Today our institute graduated fifteen newly-minted specialists. They graduated with three languages, backed by many hours of instruction in theoretical grammar, phonetics, educational psychology and methodology, journalism, literature; they wrote papers and participated in conferences; they favored their teachers and fellow students with countless outrageous skits at school events. I can't judge their French or German, but their English is wonderful. Just as important: their curiosity, kindness, and love of life is infectious!
During the teachers' speeches, I introduced myself as their very own "foreign agent," but also as one of their biggest fans. I pointed out that Judy and I set up home in Elektrostal five years ago--and they began their specialist-degree program five years ago. So their time at our school coincides exactly with ours. Maybe this explains our feelings about this particular class. I ended my speech, "I don't have the emotional strength or the inclination to say goodbye to you. I think that somehow we'll continue working together on this same little planet to our last breaths."
Later today I taught my last class of this school year. I got into a conversation with one student, and we got into a subject that sooner or later comes up with almost every thinking person here: what makes Russia special or different?
He proposed that every country has its own life cycle, making it almost impossible to make comparisons between countries, or apply one country's categories to another. In turn, I said that each country also has its own battles with demons. Borrowing from Walter Wink, I suggested that at least in part, these demons are products of the catastrophes and cruel choices made in each place. Not that demons have passports. In Stalin's Soviet Union, whole nationalities were rounded up and transported to distant wastelands. Woe to the American who forgets that these same demons were hard at work in the USA a century earlier.
(Someone in one of the internets ironically quoted a politician who asked why Edward Snowden would ever think of Cuba as a place to escape American justice! It's hard to see our own demons.)
The student said that one of those catastrophes was the wholesale attacks on monasteries. Monks, he said, have a special calling: in their prayer lives, they conduct spiritual warfare and experience hard-won victories that, in effect, take territory away from the demons. Now that the monasteries are being restored, this crucial work of spiritual warfare continues. I happened to have pictures of Buzuluk with me, and I showed him glimpses of our visit to a restored monastery there. I told him about the schemamonk Maksim, whose story felt like a confirmation of what our student was saying.
He asked: Do Americans know about this spiritual battle? I told him that it goes on there, too. My answer wasn't very hedged or nuanced; maybe it should have been. In the USA's Catholic and Orthodox cloisters, prayer-driven spiritual warfare has deep roots. Are we Protestants (particular we Lamb's-War Quakers) adequately engaged? Does the tendency of some Christians to use the loaded terminology of spiritual warfare for political purposes weaken our witness? For some of us, has affluence and militant individualism deadened us to the presence of evil? Or our cozy relationship to the powers that be? (Example: "Drones for Christ.")

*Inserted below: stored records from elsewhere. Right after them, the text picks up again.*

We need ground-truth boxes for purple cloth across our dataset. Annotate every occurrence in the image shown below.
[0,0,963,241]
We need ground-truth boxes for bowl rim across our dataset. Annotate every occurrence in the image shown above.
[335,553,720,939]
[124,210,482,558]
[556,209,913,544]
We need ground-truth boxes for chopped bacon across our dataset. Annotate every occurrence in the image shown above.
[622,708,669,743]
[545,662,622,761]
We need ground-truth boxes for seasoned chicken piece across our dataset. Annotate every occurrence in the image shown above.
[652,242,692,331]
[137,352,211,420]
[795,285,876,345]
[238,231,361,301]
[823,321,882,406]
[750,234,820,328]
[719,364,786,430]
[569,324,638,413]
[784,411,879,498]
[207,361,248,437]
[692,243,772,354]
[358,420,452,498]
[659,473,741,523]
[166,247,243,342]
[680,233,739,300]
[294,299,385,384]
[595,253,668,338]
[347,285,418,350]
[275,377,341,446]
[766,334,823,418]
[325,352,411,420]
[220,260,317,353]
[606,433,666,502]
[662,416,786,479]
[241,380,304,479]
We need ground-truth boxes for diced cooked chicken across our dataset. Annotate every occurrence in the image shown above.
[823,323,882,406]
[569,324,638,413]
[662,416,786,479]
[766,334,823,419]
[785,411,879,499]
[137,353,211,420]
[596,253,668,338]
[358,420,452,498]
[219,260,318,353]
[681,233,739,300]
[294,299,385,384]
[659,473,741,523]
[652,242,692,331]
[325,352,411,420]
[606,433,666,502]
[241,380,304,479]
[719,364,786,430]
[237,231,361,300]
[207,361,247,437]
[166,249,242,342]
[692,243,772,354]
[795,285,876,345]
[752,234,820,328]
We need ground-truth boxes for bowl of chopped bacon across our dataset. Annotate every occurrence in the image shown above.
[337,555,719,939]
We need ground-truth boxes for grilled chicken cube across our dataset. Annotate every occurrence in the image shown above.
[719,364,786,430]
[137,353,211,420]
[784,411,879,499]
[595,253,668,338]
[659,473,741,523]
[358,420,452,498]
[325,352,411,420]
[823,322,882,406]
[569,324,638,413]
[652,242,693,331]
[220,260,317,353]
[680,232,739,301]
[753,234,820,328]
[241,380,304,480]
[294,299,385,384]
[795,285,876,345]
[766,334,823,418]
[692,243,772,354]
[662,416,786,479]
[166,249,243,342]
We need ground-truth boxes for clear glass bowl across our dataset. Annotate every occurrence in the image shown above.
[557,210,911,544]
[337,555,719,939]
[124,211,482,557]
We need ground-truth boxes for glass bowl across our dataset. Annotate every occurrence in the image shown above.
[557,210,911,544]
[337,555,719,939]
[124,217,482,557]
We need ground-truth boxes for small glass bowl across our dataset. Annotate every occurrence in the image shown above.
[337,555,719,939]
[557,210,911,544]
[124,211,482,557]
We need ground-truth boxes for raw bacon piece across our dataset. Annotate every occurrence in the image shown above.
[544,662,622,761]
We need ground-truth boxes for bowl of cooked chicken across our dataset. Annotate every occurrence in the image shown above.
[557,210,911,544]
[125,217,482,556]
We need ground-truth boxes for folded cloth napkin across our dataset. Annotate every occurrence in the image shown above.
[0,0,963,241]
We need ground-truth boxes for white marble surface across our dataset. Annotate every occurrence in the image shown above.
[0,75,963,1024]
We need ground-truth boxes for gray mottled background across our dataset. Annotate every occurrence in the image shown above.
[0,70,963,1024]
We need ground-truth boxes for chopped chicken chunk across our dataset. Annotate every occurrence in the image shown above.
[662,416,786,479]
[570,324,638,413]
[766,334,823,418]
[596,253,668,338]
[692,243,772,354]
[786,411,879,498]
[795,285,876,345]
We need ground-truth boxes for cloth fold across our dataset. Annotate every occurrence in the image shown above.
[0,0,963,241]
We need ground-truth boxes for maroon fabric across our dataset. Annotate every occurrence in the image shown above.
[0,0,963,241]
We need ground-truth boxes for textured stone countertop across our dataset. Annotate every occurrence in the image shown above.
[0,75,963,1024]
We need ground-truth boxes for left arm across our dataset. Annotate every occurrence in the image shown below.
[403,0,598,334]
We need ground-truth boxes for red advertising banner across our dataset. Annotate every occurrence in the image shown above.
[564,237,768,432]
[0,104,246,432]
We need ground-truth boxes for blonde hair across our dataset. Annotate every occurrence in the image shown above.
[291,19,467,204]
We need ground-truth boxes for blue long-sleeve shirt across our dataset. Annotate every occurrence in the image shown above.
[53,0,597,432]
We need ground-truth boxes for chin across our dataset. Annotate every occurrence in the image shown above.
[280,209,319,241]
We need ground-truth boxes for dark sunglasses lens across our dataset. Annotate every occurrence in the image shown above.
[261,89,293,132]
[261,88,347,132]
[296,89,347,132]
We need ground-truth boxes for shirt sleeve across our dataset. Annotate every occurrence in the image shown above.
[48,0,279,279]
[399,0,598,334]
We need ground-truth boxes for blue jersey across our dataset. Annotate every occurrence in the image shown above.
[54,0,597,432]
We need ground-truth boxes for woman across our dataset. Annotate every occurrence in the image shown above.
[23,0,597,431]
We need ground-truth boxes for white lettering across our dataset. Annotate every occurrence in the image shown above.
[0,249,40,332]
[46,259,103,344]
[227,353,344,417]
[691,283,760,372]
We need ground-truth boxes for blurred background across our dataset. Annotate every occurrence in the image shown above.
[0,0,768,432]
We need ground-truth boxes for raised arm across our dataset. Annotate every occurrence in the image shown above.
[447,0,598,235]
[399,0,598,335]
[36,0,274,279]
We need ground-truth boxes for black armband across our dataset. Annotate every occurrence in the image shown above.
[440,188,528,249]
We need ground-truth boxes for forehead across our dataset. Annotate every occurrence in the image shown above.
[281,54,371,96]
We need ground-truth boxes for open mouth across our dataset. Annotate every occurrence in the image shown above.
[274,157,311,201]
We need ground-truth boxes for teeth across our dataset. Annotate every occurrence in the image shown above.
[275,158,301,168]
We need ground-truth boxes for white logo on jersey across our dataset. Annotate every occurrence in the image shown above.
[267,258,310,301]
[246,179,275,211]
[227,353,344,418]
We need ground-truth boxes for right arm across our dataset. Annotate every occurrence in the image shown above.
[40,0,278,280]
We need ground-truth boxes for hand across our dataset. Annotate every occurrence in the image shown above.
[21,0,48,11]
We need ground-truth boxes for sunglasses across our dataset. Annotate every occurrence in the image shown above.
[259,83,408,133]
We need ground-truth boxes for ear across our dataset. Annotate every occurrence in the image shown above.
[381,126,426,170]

One of his questions to me this evening--"What do you see as your role here besides teaching?"--came back strongly when I took a look at Brett McCracken's blog this evening and read his question, "How Are Christians Set Apart?" McCracken observes his contemporaries in the evangelical world and notes that they're apparently every bit as corrosively negative as their secular counterparts, occasionally even worse. I particularly noted his words about "the toxic cynicism lacing our speech..." since I also believe that cynicism is spiritual poison--and it's perhaps a particularly complicated poison here in Russia, serving both as a survival mechanism for the majority and a control mechanism for those at the top.
I told the questioner that one of my roles is to be a stubborn optimist. I have no cargo of wisdom to import from outside Russia; the intellectual and spiritual resources needed by this country are in major part already here. (Not that spiritual truth is any country's exclusive possession, incapable of being enriched by exchange.) But my optimistic outlook, not to mention the sheer novelty value of being a foreigner in a former closed city, crack open a few opportunities for conversation and mutual blessing that might not otherwise have happened.

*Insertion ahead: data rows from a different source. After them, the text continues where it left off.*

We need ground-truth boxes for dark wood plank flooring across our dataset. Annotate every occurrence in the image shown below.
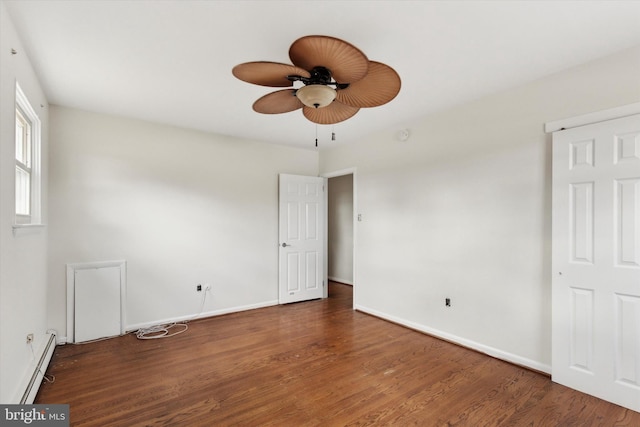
[36,283,640,427]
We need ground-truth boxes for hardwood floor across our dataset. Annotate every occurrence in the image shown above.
[36,283,640,427]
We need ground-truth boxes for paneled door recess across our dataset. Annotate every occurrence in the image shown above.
[552,114,640,412]
[278,174,326,304]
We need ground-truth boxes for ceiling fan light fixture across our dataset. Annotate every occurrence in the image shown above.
[296,84,336,108]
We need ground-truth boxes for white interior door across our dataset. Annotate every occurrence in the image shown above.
[279,174,326,304]
[552,115,640,412]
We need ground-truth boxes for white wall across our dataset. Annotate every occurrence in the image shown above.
[0,2,48,403]
[49,106,318,338]
[327,174,353,285]
[320,47,640,371]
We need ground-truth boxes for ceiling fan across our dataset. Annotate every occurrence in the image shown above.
[232,36,400,124]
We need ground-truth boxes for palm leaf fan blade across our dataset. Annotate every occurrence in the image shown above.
[231,61,310,87]
[336,61,401,108]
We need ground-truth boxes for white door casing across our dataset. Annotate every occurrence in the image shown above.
[552,115,640,412]
[278,174,326,304]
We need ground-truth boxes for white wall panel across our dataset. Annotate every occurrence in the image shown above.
[569,288,594,371]
[615,294,640,393]
[49,107,318,330]
[614,178,640,267]
[569,182,594,263]
[320,47,640,371]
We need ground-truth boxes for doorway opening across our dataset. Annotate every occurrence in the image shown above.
[324,169,356,307]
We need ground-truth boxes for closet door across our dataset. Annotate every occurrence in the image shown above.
[552,115,640,411]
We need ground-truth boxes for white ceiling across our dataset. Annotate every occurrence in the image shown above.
[5,0,640,148]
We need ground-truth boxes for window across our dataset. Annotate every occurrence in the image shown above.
[15,84,40,226]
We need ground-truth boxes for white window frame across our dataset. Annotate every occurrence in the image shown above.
[14,82,42,228]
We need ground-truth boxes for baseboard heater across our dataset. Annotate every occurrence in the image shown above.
[20,331,56,405]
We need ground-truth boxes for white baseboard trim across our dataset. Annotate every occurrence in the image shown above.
[355,304,551,375]
[126,300,278,332]
[15,330,56,405]
[328,276,353,286]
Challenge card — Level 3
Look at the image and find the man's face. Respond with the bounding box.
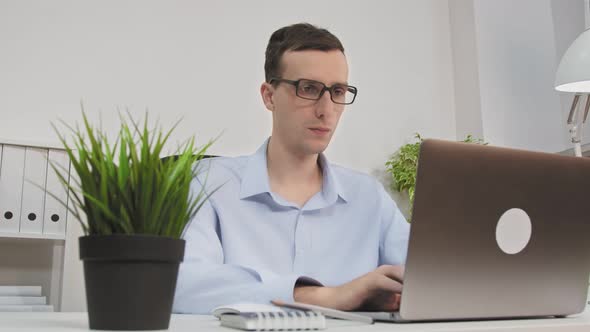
[263,50,348,155]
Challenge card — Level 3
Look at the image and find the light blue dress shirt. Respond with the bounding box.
[173,140,409,314]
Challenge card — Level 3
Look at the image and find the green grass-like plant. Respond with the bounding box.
[385,134,488,221]
[51,110,213,238]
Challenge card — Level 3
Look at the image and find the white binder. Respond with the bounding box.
[43,149,70,236]
[0,145,25,233]
[20,147,47,234]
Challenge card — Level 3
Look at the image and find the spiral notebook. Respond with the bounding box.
[213,303,326,331]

Is it true that one of the ways we Christians are set apart is joy? And what is this quality of joy for someone like me, beaten as a child (and sometimes still thinking I deserved it) in an alcoholic family with a murdered sister, simmering in racism and antisemitism, but eventually preserved by Christ from what might have been a long trajectory into terminal bitterness. Fortunately, I don't really feel called to analyze joy, just to alert you to the fact that it isn't quite the same as denial.
It's been a long, emotional, heady day. Time to look for some blues dessert and then go to bed.

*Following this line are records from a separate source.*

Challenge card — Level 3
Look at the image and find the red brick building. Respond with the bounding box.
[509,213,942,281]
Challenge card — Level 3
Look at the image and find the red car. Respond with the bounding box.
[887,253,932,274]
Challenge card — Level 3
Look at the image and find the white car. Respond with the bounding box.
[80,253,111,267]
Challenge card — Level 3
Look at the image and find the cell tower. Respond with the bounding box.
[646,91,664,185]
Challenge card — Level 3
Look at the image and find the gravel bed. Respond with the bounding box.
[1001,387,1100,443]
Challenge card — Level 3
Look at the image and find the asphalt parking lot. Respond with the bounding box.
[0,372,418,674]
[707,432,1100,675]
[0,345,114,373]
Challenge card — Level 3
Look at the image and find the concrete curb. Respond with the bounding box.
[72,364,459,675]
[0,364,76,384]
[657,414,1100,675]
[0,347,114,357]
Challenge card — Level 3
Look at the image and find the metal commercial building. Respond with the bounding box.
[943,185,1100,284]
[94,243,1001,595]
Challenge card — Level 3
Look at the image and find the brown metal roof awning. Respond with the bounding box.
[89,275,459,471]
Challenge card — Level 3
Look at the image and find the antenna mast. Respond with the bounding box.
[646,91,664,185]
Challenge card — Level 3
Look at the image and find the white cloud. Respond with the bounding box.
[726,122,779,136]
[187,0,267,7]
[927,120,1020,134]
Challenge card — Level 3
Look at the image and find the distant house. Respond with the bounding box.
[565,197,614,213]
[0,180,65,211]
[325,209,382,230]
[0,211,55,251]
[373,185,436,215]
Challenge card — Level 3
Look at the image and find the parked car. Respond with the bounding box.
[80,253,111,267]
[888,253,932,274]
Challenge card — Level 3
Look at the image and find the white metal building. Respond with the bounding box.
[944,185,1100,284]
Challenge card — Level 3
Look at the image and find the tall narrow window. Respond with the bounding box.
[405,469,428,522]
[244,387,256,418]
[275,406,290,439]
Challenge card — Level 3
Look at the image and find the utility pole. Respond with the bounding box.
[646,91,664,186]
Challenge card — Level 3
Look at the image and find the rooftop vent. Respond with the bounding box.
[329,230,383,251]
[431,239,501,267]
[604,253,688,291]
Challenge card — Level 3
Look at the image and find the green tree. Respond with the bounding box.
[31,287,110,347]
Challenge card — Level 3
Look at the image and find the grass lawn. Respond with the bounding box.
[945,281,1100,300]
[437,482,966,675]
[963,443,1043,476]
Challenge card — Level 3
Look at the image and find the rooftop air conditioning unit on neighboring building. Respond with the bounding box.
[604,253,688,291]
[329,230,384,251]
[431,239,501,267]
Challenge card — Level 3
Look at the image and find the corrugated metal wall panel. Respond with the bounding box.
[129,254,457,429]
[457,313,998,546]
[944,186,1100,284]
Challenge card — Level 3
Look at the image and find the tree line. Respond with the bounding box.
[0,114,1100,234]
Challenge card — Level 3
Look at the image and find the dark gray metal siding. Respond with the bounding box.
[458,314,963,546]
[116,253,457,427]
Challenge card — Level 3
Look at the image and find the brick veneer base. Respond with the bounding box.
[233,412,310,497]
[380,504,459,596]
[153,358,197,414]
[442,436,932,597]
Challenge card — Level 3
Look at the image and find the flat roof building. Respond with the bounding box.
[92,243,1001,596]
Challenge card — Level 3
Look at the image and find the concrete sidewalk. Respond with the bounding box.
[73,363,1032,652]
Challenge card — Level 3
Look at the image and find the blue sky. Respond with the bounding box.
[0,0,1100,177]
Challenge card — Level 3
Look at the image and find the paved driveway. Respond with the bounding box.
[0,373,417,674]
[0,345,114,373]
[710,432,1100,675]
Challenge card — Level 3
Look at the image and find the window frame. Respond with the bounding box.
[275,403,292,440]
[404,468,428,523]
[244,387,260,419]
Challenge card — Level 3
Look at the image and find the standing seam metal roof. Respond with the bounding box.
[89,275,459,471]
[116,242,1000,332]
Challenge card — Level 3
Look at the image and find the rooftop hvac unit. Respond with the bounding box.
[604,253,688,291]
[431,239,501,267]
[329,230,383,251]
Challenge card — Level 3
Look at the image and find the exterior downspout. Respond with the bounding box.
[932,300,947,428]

(But first a few righteous links.)
Did you see the item about "Drones for Christ" above? Didn't it positively invite this snarky treatment?
A Chicago story. (Presented here in honor of public school educators, including support staff.)
If you bought the book Ending Cycles of Violence (about Quaker peacemaking in the aftermath of Kenya's 2007 elections), you can get free updates covering the 2013 elections; see bottom of this page.
God willing, I'll be at the Waterfront Blues Festival in a week!!
J.B. Hutto's music helped keep me sane in my high school years. "That's the truth." I loved his rough slide guitar and his wickedly smart, declamatory singing.